The announcement in late July that there would be a new market at the site adjacent to Ives Park generated a buzz in the community, with many questioning the motives behind the proposal. Several members of REFM, including treasurer Dan Smith and founding members Nancy Prebilich and Nancy Holland, had been denied spaces at both the Santa Rosa and Sebastopol farmers markets by market manager Paula Downing.
Others questioned whether Sebastopol could support two farmers markets on one day, if at all.
Cary expressed confidence that a second farmers market would benefit Sebastopol. “This is going to be a great addition to downtown Sebastopol. … We want more farmers making more money and more people getting more and better food,” Cary wrote in a press release announcing the market, likening farmers markets to grocery stores, saying that, “In the West County, (Sebastopol is) the supermarket.”

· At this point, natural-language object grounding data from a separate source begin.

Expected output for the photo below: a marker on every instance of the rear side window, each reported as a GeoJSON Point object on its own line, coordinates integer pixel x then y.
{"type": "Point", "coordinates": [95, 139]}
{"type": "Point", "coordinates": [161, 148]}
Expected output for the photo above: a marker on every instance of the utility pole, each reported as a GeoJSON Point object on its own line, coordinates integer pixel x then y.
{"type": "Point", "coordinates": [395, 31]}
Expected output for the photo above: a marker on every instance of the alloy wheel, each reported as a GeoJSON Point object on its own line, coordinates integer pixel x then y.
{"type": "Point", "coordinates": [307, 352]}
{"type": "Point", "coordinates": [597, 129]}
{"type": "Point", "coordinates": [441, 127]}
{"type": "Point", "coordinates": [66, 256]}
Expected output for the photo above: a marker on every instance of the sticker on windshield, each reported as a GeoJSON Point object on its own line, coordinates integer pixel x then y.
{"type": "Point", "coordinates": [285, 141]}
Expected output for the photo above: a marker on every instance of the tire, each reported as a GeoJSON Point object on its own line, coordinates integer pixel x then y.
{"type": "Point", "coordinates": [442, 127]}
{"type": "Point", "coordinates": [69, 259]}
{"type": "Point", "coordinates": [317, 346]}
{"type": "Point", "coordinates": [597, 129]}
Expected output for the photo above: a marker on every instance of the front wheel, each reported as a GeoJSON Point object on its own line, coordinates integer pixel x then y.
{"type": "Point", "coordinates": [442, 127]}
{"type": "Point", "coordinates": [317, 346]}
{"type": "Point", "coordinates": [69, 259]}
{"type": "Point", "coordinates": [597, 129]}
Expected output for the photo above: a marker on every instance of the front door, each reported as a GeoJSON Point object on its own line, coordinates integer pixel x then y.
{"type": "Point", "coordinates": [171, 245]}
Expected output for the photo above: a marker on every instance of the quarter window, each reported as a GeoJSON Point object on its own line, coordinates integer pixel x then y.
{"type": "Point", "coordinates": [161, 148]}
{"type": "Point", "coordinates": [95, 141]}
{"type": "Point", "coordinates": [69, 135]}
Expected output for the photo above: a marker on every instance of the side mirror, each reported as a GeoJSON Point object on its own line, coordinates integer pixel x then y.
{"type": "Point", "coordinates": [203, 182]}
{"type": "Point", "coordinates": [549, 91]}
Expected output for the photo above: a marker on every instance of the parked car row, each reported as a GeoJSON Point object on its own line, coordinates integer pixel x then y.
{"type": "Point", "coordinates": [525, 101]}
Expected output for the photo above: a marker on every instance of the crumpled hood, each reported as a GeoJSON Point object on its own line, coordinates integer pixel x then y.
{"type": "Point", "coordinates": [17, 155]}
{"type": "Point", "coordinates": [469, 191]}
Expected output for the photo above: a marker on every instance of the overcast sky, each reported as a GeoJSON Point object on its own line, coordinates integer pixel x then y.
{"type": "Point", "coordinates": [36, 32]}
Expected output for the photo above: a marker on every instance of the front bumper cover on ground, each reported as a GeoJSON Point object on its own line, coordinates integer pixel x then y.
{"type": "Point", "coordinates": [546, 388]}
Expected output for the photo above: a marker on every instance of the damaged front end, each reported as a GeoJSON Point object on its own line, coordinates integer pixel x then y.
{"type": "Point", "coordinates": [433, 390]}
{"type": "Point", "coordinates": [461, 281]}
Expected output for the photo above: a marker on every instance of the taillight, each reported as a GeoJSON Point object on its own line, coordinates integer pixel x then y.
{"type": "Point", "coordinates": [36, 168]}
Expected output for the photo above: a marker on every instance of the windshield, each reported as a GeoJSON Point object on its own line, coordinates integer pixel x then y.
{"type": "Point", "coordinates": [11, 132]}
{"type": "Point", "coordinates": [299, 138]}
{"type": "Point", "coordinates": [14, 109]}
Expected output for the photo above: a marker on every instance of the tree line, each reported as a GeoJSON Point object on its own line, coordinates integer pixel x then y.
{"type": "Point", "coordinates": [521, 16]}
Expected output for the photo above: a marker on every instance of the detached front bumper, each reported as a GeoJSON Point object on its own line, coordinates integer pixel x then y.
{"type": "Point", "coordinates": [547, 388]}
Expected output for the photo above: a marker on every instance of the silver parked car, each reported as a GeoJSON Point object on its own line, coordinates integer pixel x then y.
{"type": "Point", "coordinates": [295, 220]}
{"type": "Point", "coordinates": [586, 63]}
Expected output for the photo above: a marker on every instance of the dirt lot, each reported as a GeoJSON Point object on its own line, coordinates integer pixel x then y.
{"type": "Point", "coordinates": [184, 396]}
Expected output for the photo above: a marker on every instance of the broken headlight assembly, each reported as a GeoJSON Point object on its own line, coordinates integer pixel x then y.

But Whitney McEvoy, Irene Gillooly and Susan Falbo of Not Yer Momma’s Granola disputed that comparison in a commentary in Sonoma West Times & News (“Letter to the Arts Center regarding farmers markets,” Aug. 9.
“A thriving Farmers Market is not a less structured version of a supermarket,” they wrote, “It is a carefully curated event, comprised of individuals who produce what they sell, joined in community, with personal relationships between participating vendors, and vendors and their customers. … We customize our products and our services, and we try and act conscientiously toward each other with an eye not just to our current profit, but also to our impact on the welfare of our community long-term.”
The trio posited that a competing market would not increase access to fresh food, but would act as a divisive influence on the community and harm local farmers and small businesses.
Downing echoed that sentiment, saying that Santa Rosa’s Original Farmers Market, now located at the Wells Fargo Center for the Arts, is still recovering from its travails over the past year.
“It’s divisive. A farmers market is a social event and having two markets will hurt in the long run and in the short run,” she said. “We’ve been through this in Santa Rosa. It really hurts because the level of income is so low.” Downing was referring to REFM’s successful take over of the farmers market venue at the Santa Rosa Veterans Hall, which earlier this year forced Dowling to move her farmers market to the Wells Fargo Center.
Downing said that her vendors in Santa Rosa, who make $300 to $1,000 per day, who she said have been losing about 20 percent of their income since the markets split earlier this year.
She also believes that the space at the Sebastopol Veteran’s Hall could be better used to host fundraisers that could make more money for the Arts Center.
“A market isn’t going to make money for the Center for the Arts,” she said. “I say let’s work together and do something collaborative and figure out a way to co-exist.”
In a newsletter dated July 29 and distributed at the Sebastopol Farmers Market, Downing said that the proposed market was a “personal vendetta” against her by Smith. She offered to resign if he would “discontinue harming so many people.”
Prebilich, who along with Holland of Gleason Ranch in Bodega incorporated the non-profit REFM in April 2011, distanced herself from the actions of Cary and Smith, saying that they moved forward with the proposed Sebastopol market without consulting the REFM board, which is composed of 11 board members. Of those, seven were appointed from the community and four elected by the vendors.
“We’re not focusing on Sebastopol, we’re in Santa Rosa recovering from what’s taken place,” she said. “All I want and all the vendors want is a protected opportunity to sell our product.”
She added that Cary’s press release came as a surprise to many of the vendors of the REFM Santa Rosa market that occupies the space at the Santa Rosa Veteran’s Hall.
But as of Tuesday, for the foreseeable future, the structure of the competing markets will remain the same, although, according to Cary, there is now an opportunity for a dialog about the issue.
“We think that it has started a discussion as to how to get more farmers into farmers markets,” Cary said, adding, “There’s more than one way to skin that cat.”
Smith said that the application was pulled because “other opportunities” may be coming available.
“There are farmers that definitely want to be in Sebastopol,” Smith said.